As with any transfer, McCarthy’s potential price-tag remains the biggest issue the Lilywhites face. The Daily Mail documented their interest in the Ireland international last month, but having signed him for £13million just 18 months ago, the third-most-expensive acqusition in their history, it would take a rather sizable fee to convince Everton to sell this summer, regardless of their lowly league standing come the end of May.
The Mail quote a figure of £25million, which would be the second-largest signing in Tottenham’s history, and clearly Daniel Levy is feeling a little once-bitten-twice-shy about overspending in the market after the vast majority of his £110million spree in summer 2013 went on three players, Paulinho, Roberto Soldado and Erik Lamela, that sparely feature under Pochettino.

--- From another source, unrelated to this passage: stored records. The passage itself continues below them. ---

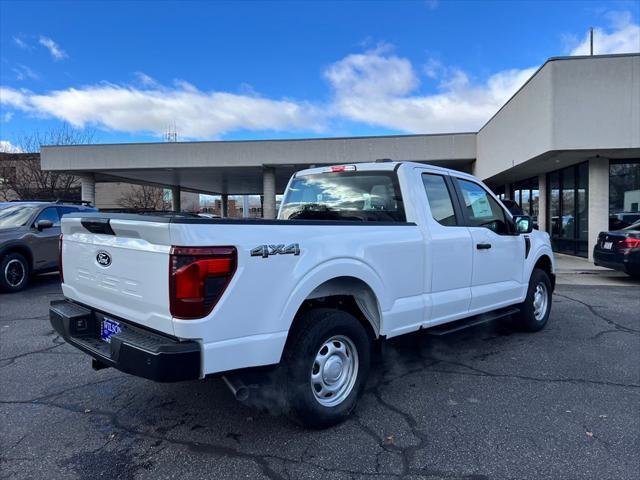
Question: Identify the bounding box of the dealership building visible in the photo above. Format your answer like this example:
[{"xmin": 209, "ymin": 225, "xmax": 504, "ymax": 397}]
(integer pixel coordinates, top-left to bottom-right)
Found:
[{"xmin": 41, "ymin": 53, "xmax": 640, "ymax": 260}]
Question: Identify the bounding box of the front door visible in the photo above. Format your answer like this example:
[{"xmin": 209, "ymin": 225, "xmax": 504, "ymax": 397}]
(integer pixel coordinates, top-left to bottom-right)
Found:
[
  {"xmin": 28, "ymin": 207, "xmax": 61, "ymax": 271},
  {"xmin": 454, "ymin": 178, "xmax": 525, "ymax": 312}
]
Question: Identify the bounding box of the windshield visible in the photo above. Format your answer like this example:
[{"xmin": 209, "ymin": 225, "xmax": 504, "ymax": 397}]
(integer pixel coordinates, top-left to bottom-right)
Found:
[
  {"xmin": 279, "ymin": 171, "xmax": 406, "ymax": 222},
  {"xmin": 0, "ymin": 205, "xmax": 37, "ymax": 229}
]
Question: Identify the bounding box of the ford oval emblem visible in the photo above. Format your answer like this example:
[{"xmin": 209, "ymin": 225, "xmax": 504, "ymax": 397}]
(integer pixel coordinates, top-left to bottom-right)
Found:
[{"xmin": 96, "ymin": 251, "xmax": 112, "ymax": 267}]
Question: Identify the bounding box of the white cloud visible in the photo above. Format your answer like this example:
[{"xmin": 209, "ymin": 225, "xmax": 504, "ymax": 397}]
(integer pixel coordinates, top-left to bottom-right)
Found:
[
  {"xmin": 423, "ymin": 57, "xmax": 443, "ymax": 79},
  {"xmin": 325, "ymin": 47, "xmax": 536, "ymax": 133},
  {"xmin": 325, "ymin": 45, "xmax": 419, "ymax": 99},
  {"xmin": 0, "ymin": 140, "xmax": 23, "ymax": 153},
  {"xmin": 134, "ymin": 72, "xmax": 159, "ymax": 88},
  {"xmin": 3, "ymin": 111, "xmax": 14, "ymax": 122},
  {"xmin": 568, "ymin": 11, "xmax": 640, "ymax": 55},
  {"xmin": 39, "ymin": 36, "xmax": 68, "ymax": 60},
  {"xmin": 0, "ymin": 87, "xmax": 31, "ymax": 110},
  {"xmin": 0, "ymin": 83, "xmax": 325, "ymax": 139},
  {"xmin": 12, "ymin": 64, "xmax": 39, "ymax": 81},
  {"xmin": 13, "ymin": 36, "xmax": 30, "ymax": 50}
]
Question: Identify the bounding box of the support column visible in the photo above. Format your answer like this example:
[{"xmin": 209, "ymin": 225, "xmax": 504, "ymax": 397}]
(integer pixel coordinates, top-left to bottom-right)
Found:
[
  {"xmin": 537, "ymin": 174, "xmax": 547, "ymax": 232},
  {"xmin": 78, "ymin": 173, "xmax": 95, "ymax": 206},
  {"xmin": 588, "ymin": 158, "xmax": 609, "ymax": 261},
  {"xmin": 171, "ymin": 186, "xmax": 181, "ymax": 212},
  {"xmin": 262, "ymin": 166, "xmax": 276, "ymax": 219},
  {"xmin": 242, "ymin": 195, "xmax": 249, "ymax": 218},
  {"xmin": 221, "ymin": 194, "xmax": 229, "ymax": 218},
  {"xmin": 503, "ymin": 184, "xmax": 511, "ymax": 200}
]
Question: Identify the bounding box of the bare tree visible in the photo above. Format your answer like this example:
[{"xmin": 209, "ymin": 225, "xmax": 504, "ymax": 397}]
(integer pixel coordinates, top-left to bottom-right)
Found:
[
  {"xmin": 0, "ymin": 123, "xmax": 95, "ymax": 201},
  {"xmin": 118, "ymin": 184, "xmax": 170, "ymax": 211}
]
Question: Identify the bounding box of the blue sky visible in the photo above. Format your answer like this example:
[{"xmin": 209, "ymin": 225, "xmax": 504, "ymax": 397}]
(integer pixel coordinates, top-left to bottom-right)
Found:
[{"xmin": 1, "ymin": 0, "xmax": 639, "ymax": 150}]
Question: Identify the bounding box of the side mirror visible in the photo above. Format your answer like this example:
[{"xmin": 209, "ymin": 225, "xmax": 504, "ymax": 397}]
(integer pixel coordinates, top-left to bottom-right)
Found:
[
  {"xmin": 513, "ymin": 215, "xmax": 533, "ymax": 234},
  {"xmin": 36, "ymin": 219, "xmax": 54, "ymax": 231}
]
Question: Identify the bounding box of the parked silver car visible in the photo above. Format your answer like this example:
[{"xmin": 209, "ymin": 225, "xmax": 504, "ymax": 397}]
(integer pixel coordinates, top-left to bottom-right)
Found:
[{"xmin": 0, "ymin": 201, "xmax": 97, "ymax": 292}]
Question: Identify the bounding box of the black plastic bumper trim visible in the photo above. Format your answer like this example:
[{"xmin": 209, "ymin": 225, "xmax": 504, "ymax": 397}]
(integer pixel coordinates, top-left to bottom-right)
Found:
[{"xmin": 50, "ymin": 299, "xmax": 201, "ymax": 382}]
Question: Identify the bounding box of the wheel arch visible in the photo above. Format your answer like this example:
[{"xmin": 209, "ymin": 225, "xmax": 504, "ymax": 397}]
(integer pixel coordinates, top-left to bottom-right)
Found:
[
  {"xmin": 532, "ymin": 253, "xmax": 555, "ymax": 291},
  {"xmin": 279, "ymin": 260, "xmax": 387, "ymax": 347},
  {"xmin": 0, "ymin": 243, "xmax": 33, "ymax": 271}
]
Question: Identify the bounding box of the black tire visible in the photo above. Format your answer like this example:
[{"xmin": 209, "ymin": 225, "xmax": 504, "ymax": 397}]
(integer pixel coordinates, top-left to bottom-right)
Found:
[
  {"xmin": 283, "ymin": 308, "xmax": 371, "ymax": 429},
  {"xmin": 0, "ymin": 252, "xmax": 30, "ymax": 293},
  {"xmin": 514, "ymin": 268, "xmax": 552, "ymax": 332}
]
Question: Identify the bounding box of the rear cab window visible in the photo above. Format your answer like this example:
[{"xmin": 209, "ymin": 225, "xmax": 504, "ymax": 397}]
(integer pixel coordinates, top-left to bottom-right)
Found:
[
  {"xmin": 279, "ymin": 171, "xmax": 406, "ymax": 222},
  {"xmin": 422, "ymin": 173, "xmax": 458, "ymax": 226}
]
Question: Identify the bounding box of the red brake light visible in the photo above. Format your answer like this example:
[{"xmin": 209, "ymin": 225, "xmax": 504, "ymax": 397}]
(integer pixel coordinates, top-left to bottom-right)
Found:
[
  {"xmin": 617, "ymin": 237, "xmax": 640, "ymax": 251},
  {"xmin": 58, "ymin": 234, "xmax": 64, "ymax": 283},
  {"xmin": 169, "ymin": 246, "xmax": 236, "ymax": 319},
  {"xmin": 329, "ymin": 165, "xmax": 356, "ymax": 173}
]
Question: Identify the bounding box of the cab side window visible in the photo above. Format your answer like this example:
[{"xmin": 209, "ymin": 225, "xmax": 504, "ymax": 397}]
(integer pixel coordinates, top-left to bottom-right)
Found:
[
  {"xmin": 422, "ymin": 173, "xmax": 458, "ymax": 226},
  {"xmin": 456, "ymin": 179, "xmax": 508, "ymax": 234},
  {"xmin": 35, "ymin": 207, "xmax": 61, "ymax": 227}
]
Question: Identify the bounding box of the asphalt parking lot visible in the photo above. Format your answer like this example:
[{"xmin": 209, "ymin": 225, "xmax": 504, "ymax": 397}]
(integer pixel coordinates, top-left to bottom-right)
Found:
[{"xmin": 1, "ymin": 275, "xmax": 639, "ymax": 480}]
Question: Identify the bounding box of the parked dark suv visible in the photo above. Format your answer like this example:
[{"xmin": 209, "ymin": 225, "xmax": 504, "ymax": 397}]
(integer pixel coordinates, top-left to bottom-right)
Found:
[{"xmin": 0, "ymin": 201, "xmax": 97, "ymax": 292}]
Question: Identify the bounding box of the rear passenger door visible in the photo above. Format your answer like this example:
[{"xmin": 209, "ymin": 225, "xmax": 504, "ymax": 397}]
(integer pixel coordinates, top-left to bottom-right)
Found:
[
  {"xmin": 420, "ymin": 172, "xmax": 473, "ymax": 325},
  {"xmin": 452, "ymin": 177, "xmax": 525, "ymax": 312}
]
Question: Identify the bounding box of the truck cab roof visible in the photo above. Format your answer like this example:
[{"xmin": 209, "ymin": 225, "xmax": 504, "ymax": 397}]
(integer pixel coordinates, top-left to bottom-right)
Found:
[{"xmin": 294, "ymin": 161, "xmax": 475, "ymax": 180}]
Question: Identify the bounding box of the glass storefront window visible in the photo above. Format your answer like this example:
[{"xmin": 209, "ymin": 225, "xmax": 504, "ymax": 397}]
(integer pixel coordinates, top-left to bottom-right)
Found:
[
  {"xmin": 609, "ymin": 161, "xmax": 640, "ymax": 230},
  {"xmin": 511, "ymin": 177, "xmax": 539, "ymax": 221},
  {"xmin": 547, "ymin": 162, "xmax": 588, "ymax": 257}
]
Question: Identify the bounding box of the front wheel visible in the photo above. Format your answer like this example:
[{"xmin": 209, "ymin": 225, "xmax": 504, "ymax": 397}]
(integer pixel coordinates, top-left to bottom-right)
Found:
[
  {"xmin": 514, "ymin": 268, "xmax": 552, "ymax": 332},
  {"xmin": 283, "ymin": 308, "xmax": 371, "ymax": 429},
  {"xmin": 0, "ymin": 253, "xmax": 30, "ymax": 293}
]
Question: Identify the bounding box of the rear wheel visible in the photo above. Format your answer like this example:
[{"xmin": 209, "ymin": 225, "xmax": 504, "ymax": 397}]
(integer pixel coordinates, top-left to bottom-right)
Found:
[
  {"xmin": 283, "ymin": 308, "xmax": 371, "ymax": 429},
  {"xmin": 0, "ymin": 253, "xmax": 30, "ymax": 293},
  {"xmin": 514, "ymin": 268, "xmax": 552, "ymax": 332}
]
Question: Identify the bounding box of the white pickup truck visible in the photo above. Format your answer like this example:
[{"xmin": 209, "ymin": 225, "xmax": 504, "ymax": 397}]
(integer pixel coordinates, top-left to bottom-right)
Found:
[{"xmin": 50, "ymin": 161, "xmax": 555, "ymax": 428}]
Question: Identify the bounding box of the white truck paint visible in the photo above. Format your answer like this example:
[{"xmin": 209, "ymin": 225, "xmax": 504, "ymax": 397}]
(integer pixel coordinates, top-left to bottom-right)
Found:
[{"xmin": 52, "ymin": 161, "xmax": 555, "ymax": 427}]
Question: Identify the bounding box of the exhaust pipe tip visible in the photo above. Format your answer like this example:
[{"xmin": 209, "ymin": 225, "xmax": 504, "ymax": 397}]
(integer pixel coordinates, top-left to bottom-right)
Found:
[{"xmin": 222, "ymin": 375, "xmax": 250, "ymax": 402}]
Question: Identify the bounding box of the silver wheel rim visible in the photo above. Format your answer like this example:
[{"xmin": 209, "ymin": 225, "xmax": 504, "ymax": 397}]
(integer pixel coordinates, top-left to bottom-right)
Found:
[
  {"xmin": 310, "ymin": 335, "xmax": 359, "ymax": 407},
  {"xmin": 533, "ymin": 282, "xmax": 548, "ymax": 321},
  {"xmin": 5, "ymin": 259, "xmax": 25, "ymax": 288}
]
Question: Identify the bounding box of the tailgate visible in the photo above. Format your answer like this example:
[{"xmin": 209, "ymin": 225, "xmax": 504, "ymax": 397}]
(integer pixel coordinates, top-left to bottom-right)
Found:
[{"xmin": 61, "ymin": 215, "xmax": 175, "ymax": 335}]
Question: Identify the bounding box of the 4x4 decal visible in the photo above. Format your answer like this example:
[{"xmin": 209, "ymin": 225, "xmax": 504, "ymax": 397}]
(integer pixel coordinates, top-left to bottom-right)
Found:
[{"xmin": 251, "ymin": 243, "xmax": 300, "ymax": 258}]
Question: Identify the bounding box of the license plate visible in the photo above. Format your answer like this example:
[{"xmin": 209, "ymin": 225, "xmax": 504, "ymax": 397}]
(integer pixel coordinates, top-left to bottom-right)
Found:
[
  {"xmin": 603, "ymin": 241, "xmax": 613, "ymax": 250},
  {"xmin": 101, "ymin": 317, "xmax": 121, "ymax": 343}
]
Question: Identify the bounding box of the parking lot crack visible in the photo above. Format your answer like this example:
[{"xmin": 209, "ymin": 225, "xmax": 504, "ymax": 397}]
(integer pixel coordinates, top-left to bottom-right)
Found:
[
  {"xmin": 0, "ymin": 341, "xmax": 66, "ymax": 367},
  {"xmin": 426, "ymin": 359, "xmax": 640, "ymax": 389},
  {"xmin": 555, "ymin": 293, "xmax": 640, "ymax": 335}
]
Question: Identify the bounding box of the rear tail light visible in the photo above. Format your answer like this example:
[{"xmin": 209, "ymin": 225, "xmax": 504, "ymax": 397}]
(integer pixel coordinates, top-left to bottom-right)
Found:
[
  {"xmin": 169, "ymin": 246, "xmax": 237, "ymax": 319},
  {"xmin": 616, "ymin": 237, "xmax": 640, "ymax": 252},
  {"xmin": 58, "ymin": 234, "xmax": 64, "ymax": 283}
]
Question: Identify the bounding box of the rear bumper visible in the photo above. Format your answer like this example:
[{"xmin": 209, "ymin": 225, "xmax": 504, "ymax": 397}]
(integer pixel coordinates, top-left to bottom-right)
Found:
[
  {"xmin": 50, "ymin": 299, "xmax": 201, "ymax": 382},
  {"xmin": 593, "ymin": 248, "xmax": 640, "ymax": 275}
]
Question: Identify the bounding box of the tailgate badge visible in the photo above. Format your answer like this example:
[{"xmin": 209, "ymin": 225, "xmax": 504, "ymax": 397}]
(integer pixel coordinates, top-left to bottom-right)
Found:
[{"xmin": 96, "ymin": 251, "xmax": 112, "ymax": 267}]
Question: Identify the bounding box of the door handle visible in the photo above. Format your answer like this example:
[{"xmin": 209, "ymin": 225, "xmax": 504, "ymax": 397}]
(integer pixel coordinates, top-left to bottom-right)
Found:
[{"xmin": 476, "ymin": 243, "xmax": 492, "ymax": 250}]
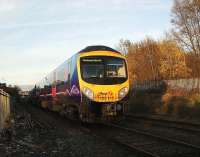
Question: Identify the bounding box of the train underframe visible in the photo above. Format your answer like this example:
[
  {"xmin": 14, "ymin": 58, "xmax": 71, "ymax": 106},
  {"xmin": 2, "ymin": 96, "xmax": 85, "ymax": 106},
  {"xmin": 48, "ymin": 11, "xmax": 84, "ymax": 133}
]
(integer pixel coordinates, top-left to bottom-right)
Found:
[
  {"xmin": 39, "ymin": 95, "xmax": 129, "ymax": 123},
  {"xmin": 78, "ymin": 95, "xmax": 129, "ymax": 123}
]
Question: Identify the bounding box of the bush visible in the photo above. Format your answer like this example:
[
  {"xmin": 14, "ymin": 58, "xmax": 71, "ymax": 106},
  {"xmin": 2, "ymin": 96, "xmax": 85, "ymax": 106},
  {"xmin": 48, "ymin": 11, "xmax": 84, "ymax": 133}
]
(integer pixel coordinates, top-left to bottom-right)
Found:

But a midfielder that perfectly epitomises the Argentine’s philosophy, and still just 24 years of age, in my opinion, McCarthy could prove worth every penny over a three-to-five year period. But whether Levy holds enough faith in Pochettino to spend that kind of money just yet, especially whilst Mason and Bentaleb are proving competent enough options for now, remains to be seen.